On the other hand, he points out, an insecure system isn't safe either. "Microsoft stopped supporting Windows 2000 recently — many of our customers' sites are deciding right now whether they are going to spend money to upgrade their systems and retest them, or spend to more thoroughly segment their networks to make it harder for malware to propagate to and from these systems and retest that configuration, or to spend money to install other security like HIPS on those vulnerable systems, and retest that. This is the trade off our customers struggle with every day."
According to Ryan Loughin, director, Petro-Chem & Energy Division, ADT Advanced Integration, Norristown, Pa., and CP's security blogger, the biggest concern he hears day-in and day-out from chemical companies affected by CFATS relates to cost. And the answer is by no means straightforward.
"So many factors go into the cost pot — for example, the geography of a site and its size. We talk about protecting the facility versus protecting the asset. Protecting the facility on a big Tier 1 site might involve monitoring five miles of perimeter fencing, for example. If you can't shrink the perimeter, then this becomes the most expensive scenario typically. On the other hand, at another similar-sized facility, the COI might be in a remote or segregated area within the site — in which case you could implement the perimeter around that asset and work your way out, with the level of security needed decreasing as you move further towards the main facility perimeter."

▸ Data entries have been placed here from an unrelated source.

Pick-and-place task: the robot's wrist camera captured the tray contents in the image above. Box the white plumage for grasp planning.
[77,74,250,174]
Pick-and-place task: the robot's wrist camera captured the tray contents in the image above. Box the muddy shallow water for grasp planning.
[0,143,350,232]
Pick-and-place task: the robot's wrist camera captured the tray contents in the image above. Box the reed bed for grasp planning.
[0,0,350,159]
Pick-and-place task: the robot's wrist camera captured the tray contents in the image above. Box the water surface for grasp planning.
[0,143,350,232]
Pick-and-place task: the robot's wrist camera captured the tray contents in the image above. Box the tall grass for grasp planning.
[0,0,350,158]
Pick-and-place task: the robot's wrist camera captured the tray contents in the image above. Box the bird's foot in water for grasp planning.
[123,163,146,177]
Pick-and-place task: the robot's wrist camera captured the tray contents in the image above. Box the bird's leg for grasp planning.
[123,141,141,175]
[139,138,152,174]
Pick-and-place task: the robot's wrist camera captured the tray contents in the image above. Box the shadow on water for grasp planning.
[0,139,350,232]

Relatively speaking, he says, the first scenario could cost $5 million to meet the RBPS, the second potentially $1 million.
Of course, smaller sites usually don't incur such costs. ADT has several clients that store hundreds of gas cylinders in warehouses on a small site. "We could cage up the warehouse and then work outwards as before to the perimeter. This might cost $50,000–$200,000 per site. However, [this adds up] if the client has 40 or 50 sites…," he notes.
Loughin also cautions that CFATS might well involve substantial ongoing costs. "For example, additional security personnel might be required. Additional perimeter lighting measures require additional ongoing power consumption. Also, the DHS is looking for a robust maintenance program and they have high expectations about the quality of these programs. As a company we are challenged with helping a covered facility not only reduce the capital cost but also in designing a system or program that will minimize the ongoing costs as well."
Overall Loughin believes that the DHS is working well with the industry and that having a successful dialogue between the two is vital to making the CFATS process as simple as possible. "DHS is definitely partnering with the industry: it wants common-sense, practical solutions after all."